The District 97 Board of Education announced earlier this month that busing for elementary students in the district will not be eliminated. The move, board members realized, will not save as much money as they had expected just a few weeks ago.  

The decision likely brought relief to the dozens of D97 families who expressed frustration and alarm after learning that the district was even considering eliminating buses for all but middle school and special education students, or perhaps making families pay for the transportation service. 

Many of those frustrated parents and guardians packed a regular meeting on April 10 to lambast the process by which the board had made the proposal to cut bus services, with some complaining that the district was overemphasizing cost savings at the expense of students and families

“You come asking us for money in referenda and tell us if you don’t do this you’re going to lose services and then there’s this threat of services [being cut],” said Sean Flynn, a D97 parent and member of the district’s community engagement committee. 

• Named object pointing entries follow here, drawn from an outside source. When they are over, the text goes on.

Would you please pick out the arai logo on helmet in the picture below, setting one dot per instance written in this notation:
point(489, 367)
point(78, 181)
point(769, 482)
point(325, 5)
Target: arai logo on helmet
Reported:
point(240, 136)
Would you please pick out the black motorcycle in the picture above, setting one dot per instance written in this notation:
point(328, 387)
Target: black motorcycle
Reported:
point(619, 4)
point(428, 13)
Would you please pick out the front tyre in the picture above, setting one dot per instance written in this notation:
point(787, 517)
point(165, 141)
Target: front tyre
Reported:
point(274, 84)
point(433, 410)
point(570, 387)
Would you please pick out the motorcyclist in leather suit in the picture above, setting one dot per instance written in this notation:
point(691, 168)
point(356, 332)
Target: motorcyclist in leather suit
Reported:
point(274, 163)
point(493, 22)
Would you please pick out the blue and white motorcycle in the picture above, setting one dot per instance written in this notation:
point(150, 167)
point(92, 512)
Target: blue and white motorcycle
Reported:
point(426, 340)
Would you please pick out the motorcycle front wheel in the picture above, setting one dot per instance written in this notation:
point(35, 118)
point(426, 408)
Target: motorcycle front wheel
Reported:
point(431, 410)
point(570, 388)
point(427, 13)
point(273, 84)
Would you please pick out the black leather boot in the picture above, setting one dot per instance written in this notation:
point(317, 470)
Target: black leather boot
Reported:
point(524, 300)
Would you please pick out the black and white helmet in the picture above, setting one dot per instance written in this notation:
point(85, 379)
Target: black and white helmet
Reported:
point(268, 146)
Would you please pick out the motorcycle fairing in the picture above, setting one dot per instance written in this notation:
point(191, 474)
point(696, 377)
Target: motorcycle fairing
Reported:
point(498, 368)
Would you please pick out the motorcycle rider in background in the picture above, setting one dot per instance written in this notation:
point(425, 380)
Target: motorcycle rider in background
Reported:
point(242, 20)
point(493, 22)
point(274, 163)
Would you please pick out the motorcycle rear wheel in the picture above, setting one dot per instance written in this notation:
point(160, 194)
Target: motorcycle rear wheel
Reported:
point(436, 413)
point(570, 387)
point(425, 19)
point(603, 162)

Flynn referenced two referenda that passed last April that allowed the district to raise $57.5 million in new revenue for capital expenses and $13.3 million for operating expenses. Before the vote, district officials said significant cuts would be required if the referenda didn’t pass. 

During a regular school board meeting in March, D97 officials considered a series of bus transportation options that could result in more than $200,000 a year in cost savings, according to a report by Edulog Consulting, an education transportation consulting firm selected by the district to conduct a transportation audit.

The district has spent $2 million over the last four years on regular bus service, with the cost of the service increasing by 30 percent from 2017 to 2018 — when the district paid $522,386. Edulog estimated that those costs could be cut in half if the district eliminated bus service for the 535 elementary school students who currently receive it as the result of living next to 14 hazardous crossings throughout Oak Park, which were designated in 1997. 

According to the Edulog report, those crossings have since been retrofitted with signal lights and clearly marked pedestrian walkways, and should no longer be considered hazardous. The report also listed other options for saving transportation costs, including adjusting bell times and changing middle-school boundaries. 

At the April 10 meeting, parents pushed back against Edulog’s recommendations, with many saying that the company didn’t consult with them about their children’s routes to school. 

In a statement released last week, D97 officials said the “board and administration do not agree with or support” the recommendation to change boundaries. And in a statement released by D97 on April 16, officials said that after “performing a thorough analysis” of three transportation bids the board received for the 2018-19 school year, “we determined that none of them would result in savings for the district. Therefore, we will not be eliminating elementary busing for the 2018-19 school year.” 

District officials said in the April 16 statement that their “primary bid was for maintaining our current level of transportation service, while the alternatives included options we thought might generate savings for the district, including eliminating elementary school busing and restructuring middle school busing as a shuttle system.” 

Two companies submitted bids for next year — North American and the district’s current bus service provider, Lakeview. 

When the district presented the transportation alternatives to Lakeview, the company bid higher than it did on existing services, D97 officials said. North American did not bid on the alternatives.

North American’s bid for in-district transportation costs for the 2018-19 school year was $724,712 while Lakeview’s bid for those services next year was $811,008. 

“Between now and April 24,” the district’s statement noted, the assistant superintendent of business and operations, Alicia Evans, will “follow up on references for the bidder that we have not previously worked with {North American] because their bid was lower.”